Inilah pengalaman racut yang fenomenal.
Pada kesempatan ini para mitranya dipersilahkan untuk mencoba melakukan ritual yang sama. Caranya, setelah melakukan sujud kemudian ditambah satu sujudan lagi dengan ucapan : "Hyang Moho Suci sowan Hyang Moho Kuwoso". Kemudian badan berbaring seperti yang telah dilakukan Pak Arjo dan seterusnya.
Banyak yang merasakan pengalaman sama, racut atau mati dalam keadaan hidup. Tatkala dalam keadaan racut, mendengar semua yang terjadi disekitarnya, tetapi tak dihiraukankan. Mengalami fenomena yang sama, bertemu Raja yang bercahaya menyilaukan, walaupun tidak dibopong atau diberi pusaka keris, dan setelah itu tersadar.

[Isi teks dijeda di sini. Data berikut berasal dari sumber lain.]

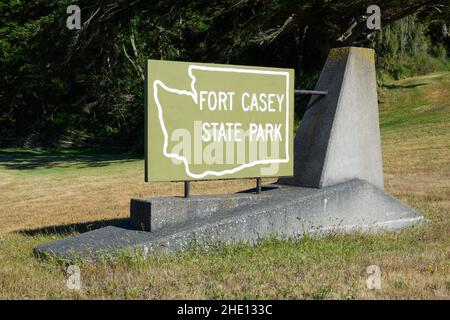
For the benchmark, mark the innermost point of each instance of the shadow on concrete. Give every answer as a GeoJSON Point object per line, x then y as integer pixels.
{"type": "Point", "coordinates": [69, 229]}
{"type": "Point", "coordinates": [408, 86]}
{"type": "Point", "coordinates": [23, 159]}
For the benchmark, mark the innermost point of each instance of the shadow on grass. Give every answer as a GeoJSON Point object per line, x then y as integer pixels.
{"type": "Point", "coordinates": [68, 229]}
{"type": "Point", "coordinates": [404, 86]}
{"type": "Point", "coordinates": [24, 159]}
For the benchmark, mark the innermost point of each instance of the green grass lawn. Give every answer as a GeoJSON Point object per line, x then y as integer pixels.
{"type": "Point", "coordinates": [49, 195]}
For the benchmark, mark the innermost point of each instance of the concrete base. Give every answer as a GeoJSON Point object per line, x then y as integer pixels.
{"type": "Point", "coordinates": [285, 212]}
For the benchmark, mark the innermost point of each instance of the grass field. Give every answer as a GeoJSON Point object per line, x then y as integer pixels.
{"type": "Point", "coordinates": [49, 195]}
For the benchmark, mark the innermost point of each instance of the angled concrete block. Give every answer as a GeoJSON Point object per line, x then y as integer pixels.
{"type": "Point", "coordinates": [339, 136]}
{"type": "Point", "coordinates": [286, 212]}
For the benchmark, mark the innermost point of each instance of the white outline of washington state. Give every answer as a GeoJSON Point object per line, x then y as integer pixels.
{"type": "Point", "coordinates": [193, 94]}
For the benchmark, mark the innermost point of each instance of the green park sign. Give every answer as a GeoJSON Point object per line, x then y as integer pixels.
{"type": "Point", "coordinates": [209, 121]}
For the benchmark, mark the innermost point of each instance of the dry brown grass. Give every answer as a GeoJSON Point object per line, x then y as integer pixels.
{"type": "Point", "coordinates": [415, 263]}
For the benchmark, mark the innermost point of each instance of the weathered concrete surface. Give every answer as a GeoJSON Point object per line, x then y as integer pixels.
{"type": "Point", "coordinates": [151, 214]}
{"type": "Point", "coordinates": [283, 213]}
{"type": "Point", "coordinates": [339, 136]}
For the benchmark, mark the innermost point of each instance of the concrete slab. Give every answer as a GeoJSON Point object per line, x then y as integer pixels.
{"type": "Point", "coordinates": [287, 212]}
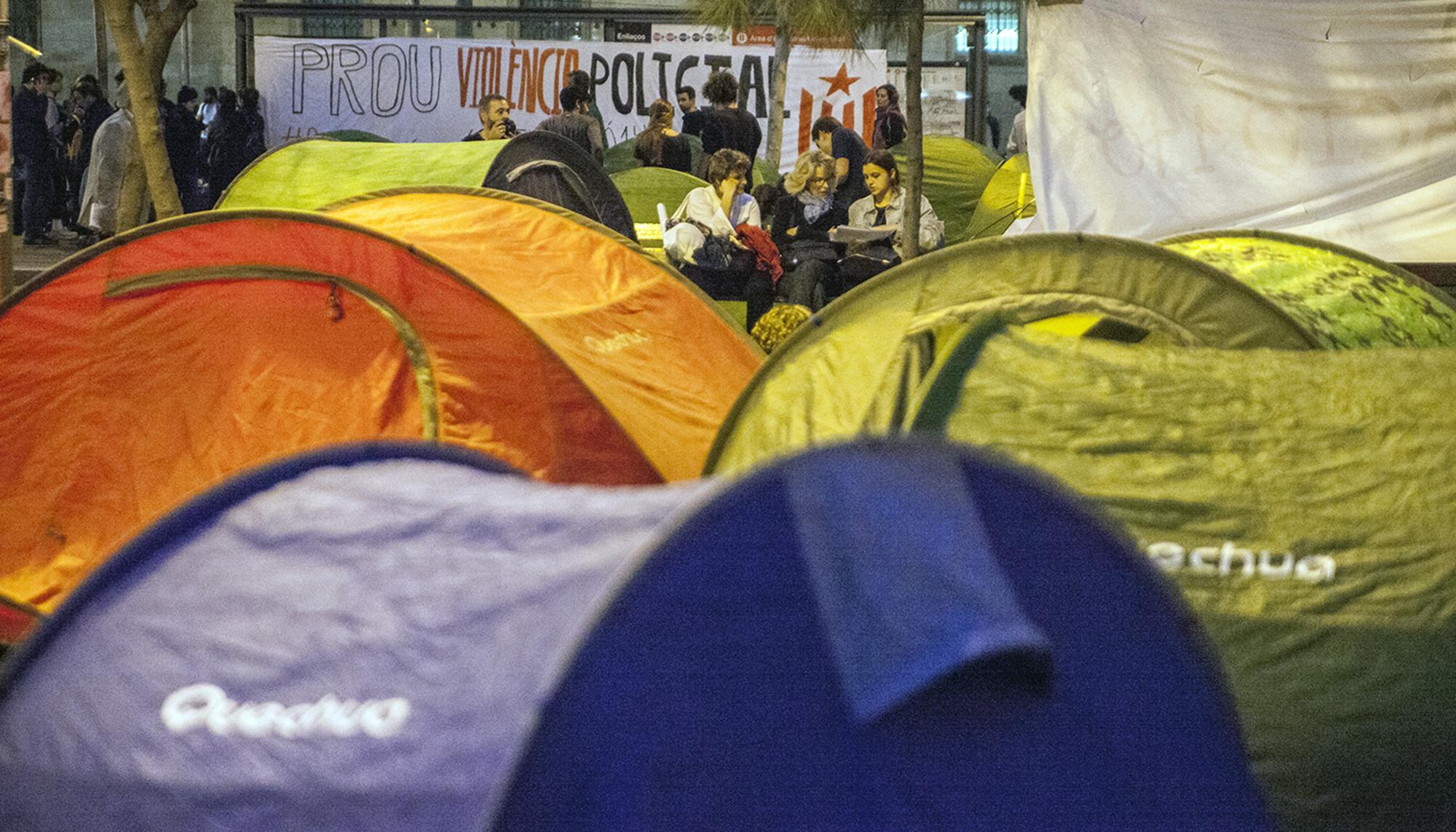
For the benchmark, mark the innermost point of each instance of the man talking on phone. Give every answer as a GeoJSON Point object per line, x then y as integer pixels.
{"type": "Point", "coordinates": [496, 119]}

Pak Arjo mengingatkan, bahwa proses ritual racut ini amat rumit. Harus dlandasi dengan kebersihan rohani dan jasmani, barulah diharapkan dapat terlaksana. Bahwa para mitranya mampu melakukan racut saat itu karena memang mendapat berkah dari Hyang Maha Kuwasa.
Para pembaca, peristiwa yang baru terjadi ini disebut wahyu racut. Merasakan keadaan mati dalam hidup. Bila ingin melakukan ritual ini, pilihlah waktu leluasa, sebab tak bisa dilakukan dengan tergesa-gesa. Begitu pula carilah tempat yang tenang, jauh dari keramaian. Disarankan pula ada orang yang mengamati dan menjaga agar tak ada yang mengganggu.